Penn's Lighting-Up Ignites Canada's Health Officials

TORONTO (CP) - Hollywood bad boy Sean Penn should be charged with violating the province's smoking ban after he puffed his way through a news conference promoting his latest movie at the Toronto International Film Festival, Ontario Health Promotion Minister Jim Watson said Wednesday.

Photos of Penn enjoying a cigarette during the news conference have been splashed across local and national newspapers since the actor arrived in Toronto last week for the annual festival.

"No one is above the law, whether it's Sean Penn or someone at the local tavern," Watson said.

"Sean Penn's a great actor, but quite frankly . . .if he was smoking and in breach of the law, he could be charged, and he should be charged."

Watson also said public health inspectors could be doing a better job of enforcing the controversial ban at film festival venues, where Penn and other stars have often been seen with cigarettes in hand.

"If we know that there are continuous annual re-occurrences of problems like that, perhaps the Toronto Public Health Unit should be more proactive," he said.

"I certainly would hope that the Toronto International Film Festival would remind (movie stars), in a not-so-subtle fashion, that guests coming here shouldn't simply go out and (thumb) their nose at our laws."

Dr.

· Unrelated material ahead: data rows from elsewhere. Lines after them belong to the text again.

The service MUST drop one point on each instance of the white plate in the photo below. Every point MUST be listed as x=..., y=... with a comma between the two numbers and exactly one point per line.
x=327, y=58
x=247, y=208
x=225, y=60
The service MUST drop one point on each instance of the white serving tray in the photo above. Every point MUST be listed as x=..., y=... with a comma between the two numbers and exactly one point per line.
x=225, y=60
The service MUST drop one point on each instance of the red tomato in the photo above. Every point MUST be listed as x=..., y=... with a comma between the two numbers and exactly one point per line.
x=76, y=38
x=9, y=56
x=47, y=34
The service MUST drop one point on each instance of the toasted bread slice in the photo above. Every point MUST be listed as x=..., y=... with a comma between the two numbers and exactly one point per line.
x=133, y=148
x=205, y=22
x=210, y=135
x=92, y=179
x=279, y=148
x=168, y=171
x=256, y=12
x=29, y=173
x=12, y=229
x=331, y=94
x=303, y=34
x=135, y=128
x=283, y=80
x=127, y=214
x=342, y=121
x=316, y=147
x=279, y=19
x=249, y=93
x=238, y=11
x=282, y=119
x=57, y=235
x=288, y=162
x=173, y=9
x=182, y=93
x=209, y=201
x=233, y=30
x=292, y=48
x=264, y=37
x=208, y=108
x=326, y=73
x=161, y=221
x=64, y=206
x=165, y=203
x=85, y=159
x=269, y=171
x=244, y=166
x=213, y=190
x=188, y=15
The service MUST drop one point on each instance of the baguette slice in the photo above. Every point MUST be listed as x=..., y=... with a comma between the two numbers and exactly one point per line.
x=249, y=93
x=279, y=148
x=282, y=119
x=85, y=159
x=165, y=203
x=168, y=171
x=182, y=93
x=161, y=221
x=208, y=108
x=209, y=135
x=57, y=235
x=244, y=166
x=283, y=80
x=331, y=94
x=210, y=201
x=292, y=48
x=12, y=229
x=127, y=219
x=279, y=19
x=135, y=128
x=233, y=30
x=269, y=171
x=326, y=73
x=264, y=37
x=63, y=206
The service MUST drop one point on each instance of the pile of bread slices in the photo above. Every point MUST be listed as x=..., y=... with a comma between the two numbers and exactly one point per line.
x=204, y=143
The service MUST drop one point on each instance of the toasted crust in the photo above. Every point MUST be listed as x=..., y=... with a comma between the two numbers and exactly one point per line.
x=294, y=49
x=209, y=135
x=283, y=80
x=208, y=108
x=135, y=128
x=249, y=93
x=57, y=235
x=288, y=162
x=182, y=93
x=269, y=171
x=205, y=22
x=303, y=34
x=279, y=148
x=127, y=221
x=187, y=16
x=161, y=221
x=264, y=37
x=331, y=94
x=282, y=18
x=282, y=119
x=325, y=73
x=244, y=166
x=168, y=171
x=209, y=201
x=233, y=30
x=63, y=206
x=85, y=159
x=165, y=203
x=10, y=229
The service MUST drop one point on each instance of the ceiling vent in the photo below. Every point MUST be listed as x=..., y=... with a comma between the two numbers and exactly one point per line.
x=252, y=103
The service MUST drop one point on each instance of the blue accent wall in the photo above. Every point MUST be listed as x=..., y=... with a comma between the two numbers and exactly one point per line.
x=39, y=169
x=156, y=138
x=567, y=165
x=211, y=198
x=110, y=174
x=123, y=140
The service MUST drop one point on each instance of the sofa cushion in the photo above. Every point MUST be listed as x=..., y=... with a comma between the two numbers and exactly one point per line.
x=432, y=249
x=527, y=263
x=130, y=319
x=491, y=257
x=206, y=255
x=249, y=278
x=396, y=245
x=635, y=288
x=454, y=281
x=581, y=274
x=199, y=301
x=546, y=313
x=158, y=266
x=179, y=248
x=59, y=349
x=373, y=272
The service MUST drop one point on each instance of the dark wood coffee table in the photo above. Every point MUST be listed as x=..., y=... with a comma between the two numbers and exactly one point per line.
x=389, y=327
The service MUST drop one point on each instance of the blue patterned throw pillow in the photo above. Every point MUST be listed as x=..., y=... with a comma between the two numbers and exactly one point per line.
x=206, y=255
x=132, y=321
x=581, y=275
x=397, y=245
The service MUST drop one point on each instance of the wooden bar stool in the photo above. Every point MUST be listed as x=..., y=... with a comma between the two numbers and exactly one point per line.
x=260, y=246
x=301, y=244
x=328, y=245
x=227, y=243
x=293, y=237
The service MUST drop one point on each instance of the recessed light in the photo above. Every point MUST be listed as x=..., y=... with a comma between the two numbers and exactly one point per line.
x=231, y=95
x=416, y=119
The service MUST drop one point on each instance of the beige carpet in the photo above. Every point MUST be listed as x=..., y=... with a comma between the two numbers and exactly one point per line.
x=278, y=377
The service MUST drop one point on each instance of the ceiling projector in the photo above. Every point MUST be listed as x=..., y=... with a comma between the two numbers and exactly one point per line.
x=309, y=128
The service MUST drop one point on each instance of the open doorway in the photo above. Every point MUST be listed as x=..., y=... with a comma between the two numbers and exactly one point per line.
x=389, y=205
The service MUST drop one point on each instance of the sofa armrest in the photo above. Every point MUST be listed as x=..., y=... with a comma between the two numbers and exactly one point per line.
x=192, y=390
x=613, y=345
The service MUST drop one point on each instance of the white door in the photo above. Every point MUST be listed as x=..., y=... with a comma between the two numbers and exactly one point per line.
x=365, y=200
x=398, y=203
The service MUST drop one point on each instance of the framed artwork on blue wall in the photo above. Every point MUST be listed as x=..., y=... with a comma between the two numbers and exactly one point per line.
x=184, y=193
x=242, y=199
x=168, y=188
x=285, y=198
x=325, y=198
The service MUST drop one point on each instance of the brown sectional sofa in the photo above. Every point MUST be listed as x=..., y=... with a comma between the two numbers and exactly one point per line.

Sheela Basrur, Ontario's chief medical officer of health, said it was would be up to organizers of events like the film festival and the managers of the host hotels to ensure their guests were aware of the smoking ban, and to make sure it was followed.

"Before we go out talking about enforcement officers and whose uniform is going to be on the scene, we need to first ensure that the managers of these events and facilities comply with their obligations under the law," Basrur said.

"(Penn's smoking) has certainly been an item of significant attention . . . and I expect Toronto Public Health to follow provincial protocols in investigating."

At one point during the news conference, which was convened to mark the first 100 days of the province's comprehensive new anti-smoking law, Watson asked Basrur if inspectors would be going after Penn.

"As the former (Toronto) medical officer of health, are you going to issue a ticket to Sean Penn?" asked Watson.

"Hopefully, I wouldn't have to," laughed Basrur.

Charges can't be laid until the health unit receives an official complaint about Penn's decision to smoke at the Sutton Place hotel, which hasn't yet happened.

Toronto city Coun. Joe Mihevc, a member of the city's board of health, said Wednesday an investigation was underway and that either Penn or the hotel could be charged.

"Super-stardom does not mean that you can side-step any laws or bylaws, and I think that's an important message to get out," Mihevc said. About 300 people have been charged since Ontario's provincewide smoking ban went into effect in May. They were all assessed fines of $105, Watson said.

Organizers of the Toronto International Film Festival did not immediately return calls Wednesday.

Penn isn't the only high-profile entertainer to find himself in hot water for violating smoking laws.

City council in Glasgow, Scotland decided recently not to prosecute Rolling Stones guitarist Keith Richards for smoking on stage during an August concert at Hampden Park national stadium.

Richards could have faced a fine of about $150, but environmental officers said the stage used by the Stones did not qualify as an enclosed public place as defined by the city's smoking ban.